Recoverability best practices

Unintended deletions and misconfigurations will happen to your tenant. To minimize the impact of these unintended events, you must prepare for their occurrence.

Recoverability is the preparatory processes and functionality that enable you to return your services to a prior functioning state after an unintended change. Unintended changes include the soft or hard deletion or misconfiguration of applications, groups, users, policies, and other objects in your Azure Active Directory (Azure AD) tenant.

Recoverability helps your organization be more resilient. Resilience, while related, is different. Resilience is the ability to endure disruption to system components and recover with minimal impact to your business, users, customers, and operations. For more information about how to make your systems more resilient, see Building resilience into identity and access management with Azure Active Directory.

This article describes the best practices in preparing for deletions and misconfigurations to minimize the unintended consequences to your organization's business.

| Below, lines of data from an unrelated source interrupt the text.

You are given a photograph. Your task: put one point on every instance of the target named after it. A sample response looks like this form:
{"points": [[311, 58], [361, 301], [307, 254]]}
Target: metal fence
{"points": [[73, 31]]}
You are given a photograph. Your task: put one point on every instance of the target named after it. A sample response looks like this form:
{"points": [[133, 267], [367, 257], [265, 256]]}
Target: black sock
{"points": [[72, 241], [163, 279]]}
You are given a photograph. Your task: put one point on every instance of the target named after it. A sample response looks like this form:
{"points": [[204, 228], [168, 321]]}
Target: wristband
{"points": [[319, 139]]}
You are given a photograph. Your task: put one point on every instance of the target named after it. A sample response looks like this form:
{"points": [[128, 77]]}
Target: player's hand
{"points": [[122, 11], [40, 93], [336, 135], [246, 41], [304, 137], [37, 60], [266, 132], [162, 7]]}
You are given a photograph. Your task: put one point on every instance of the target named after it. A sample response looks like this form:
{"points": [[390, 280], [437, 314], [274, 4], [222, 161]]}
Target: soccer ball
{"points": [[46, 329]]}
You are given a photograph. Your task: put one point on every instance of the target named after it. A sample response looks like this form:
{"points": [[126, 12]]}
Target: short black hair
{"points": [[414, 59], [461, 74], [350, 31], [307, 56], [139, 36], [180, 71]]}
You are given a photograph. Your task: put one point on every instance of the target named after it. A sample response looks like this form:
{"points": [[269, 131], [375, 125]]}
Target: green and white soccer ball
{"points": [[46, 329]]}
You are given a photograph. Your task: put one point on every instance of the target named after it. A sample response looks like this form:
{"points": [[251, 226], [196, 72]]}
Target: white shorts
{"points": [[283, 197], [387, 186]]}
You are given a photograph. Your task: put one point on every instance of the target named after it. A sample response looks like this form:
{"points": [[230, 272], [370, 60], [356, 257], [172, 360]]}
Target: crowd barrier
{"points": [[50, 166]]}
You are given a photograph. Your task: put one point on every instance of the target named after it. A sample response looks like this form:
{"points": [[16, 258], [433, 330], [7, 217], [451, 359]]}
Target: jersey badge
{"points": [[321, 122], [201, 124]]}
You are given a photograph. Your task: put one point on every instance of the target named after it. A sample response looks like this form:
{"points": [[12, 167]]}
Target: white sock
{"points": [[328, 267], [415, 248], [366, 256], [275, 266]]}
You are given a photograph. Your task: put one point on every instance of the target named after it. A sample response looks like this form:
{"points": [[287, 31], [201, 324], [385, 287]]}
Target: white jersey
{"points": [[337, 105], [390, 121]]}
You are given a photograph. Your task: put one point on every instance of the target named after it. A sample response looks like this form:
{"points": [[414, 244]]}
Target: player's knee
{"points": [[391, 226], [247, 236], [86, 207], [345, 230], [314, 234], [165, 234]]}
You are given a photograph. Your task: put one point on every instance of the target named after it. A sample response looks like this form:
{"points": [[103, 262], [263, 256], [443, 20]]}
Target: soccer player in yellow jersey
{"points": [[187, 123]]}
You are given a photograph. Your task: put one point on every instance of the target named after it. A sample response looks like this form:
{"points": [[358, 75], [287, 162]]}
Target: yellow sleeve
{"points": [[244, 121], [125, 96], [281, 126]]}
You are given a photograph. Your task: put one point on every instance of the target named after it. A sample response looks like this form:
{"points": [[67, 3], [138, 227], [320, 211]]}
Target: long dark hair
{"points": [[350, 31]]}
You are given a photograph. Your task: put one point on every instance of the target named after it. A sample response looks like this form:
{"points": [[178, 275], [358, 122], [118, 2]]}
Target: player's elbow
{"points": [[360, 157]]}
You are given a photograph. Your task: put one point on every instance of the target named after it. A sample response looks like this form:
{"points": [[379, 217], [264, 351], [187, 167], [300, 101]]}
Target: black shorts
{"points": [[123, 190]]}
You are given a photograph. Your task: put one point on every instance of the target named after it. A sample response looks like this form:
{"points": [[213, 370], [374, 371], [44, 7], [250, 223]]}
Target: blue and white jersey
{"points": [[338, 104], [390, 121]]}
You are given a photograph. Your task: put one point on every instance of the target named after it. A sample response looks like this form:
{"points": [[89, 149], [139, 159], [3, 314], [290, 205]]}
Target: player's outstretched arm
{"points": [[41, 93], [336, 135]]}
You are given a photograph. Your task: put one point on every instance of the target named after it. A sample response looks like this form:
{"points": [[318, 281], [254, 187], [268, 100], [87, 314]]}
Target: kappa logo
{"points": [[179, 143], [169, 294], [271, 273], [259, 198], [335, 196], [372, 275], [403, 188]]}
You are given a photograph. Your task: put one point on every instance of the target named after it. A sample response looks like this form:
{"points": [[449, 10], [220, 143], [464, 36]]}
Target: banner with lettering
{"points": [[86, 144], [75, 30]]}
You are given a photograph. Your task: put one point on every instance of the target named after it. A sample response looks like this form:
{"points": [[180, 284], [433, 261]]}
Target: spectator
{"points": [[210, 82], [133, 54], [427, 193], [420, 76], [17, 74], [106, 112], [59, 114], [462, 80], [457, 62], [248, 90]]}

Deletions and misconfigurations

Deletions and misconfigurations have different impacts on your tenant.

Deletions

The impact of deletions depends on the object type.

Users, Microsoft 365 Groups, and applications can be soft deleted. Soft-deleted items are sent to the Azure AD recycle bin. While in the recycle bin, items aren't available for use. However, they retain all their properties and can be restored via a Microsoft Graph API call or in the Azure AD portal. Items in the soft-delete state that aren't restored within 30 days are permanently, or hard, deleted.

Diagram that shows that users, Microsoft 365 Groups, and applications are soft deleted and then hard deleted after 30 days.

Important

All other object types are hard deleted immediately when they're selected for deletion. When an object is hard deleted, it can't be recovered. It must be re-created and reconfigured.

For more information on deletions and how to recover from them, see Recover from deletions.

Misconfigurations

Misconfigurations are configurations of a resource or policy that diverge from your organizational policies or plans and cause unintended or unwanted consequences. Misconfiguration of tenant-wide settings or Conditional Access policies can seriously affect your security and the public image of your organization. Misconfigurations can:

  • Change how administrators, tenant users, and external users interact with resources in your tenant.
  • Change the ability of your users to interact with other tenants and external users to interact with your tenant.
  • Cause denial of service.
  • Break dependencies among data, systems, and applications.

For more information on misconfigurations and how to recover from them, see Recover from misconfigurations.

Shared responsibility

Recoverability is a shared responsibility between Microsoft as your cloud service provider and your organization.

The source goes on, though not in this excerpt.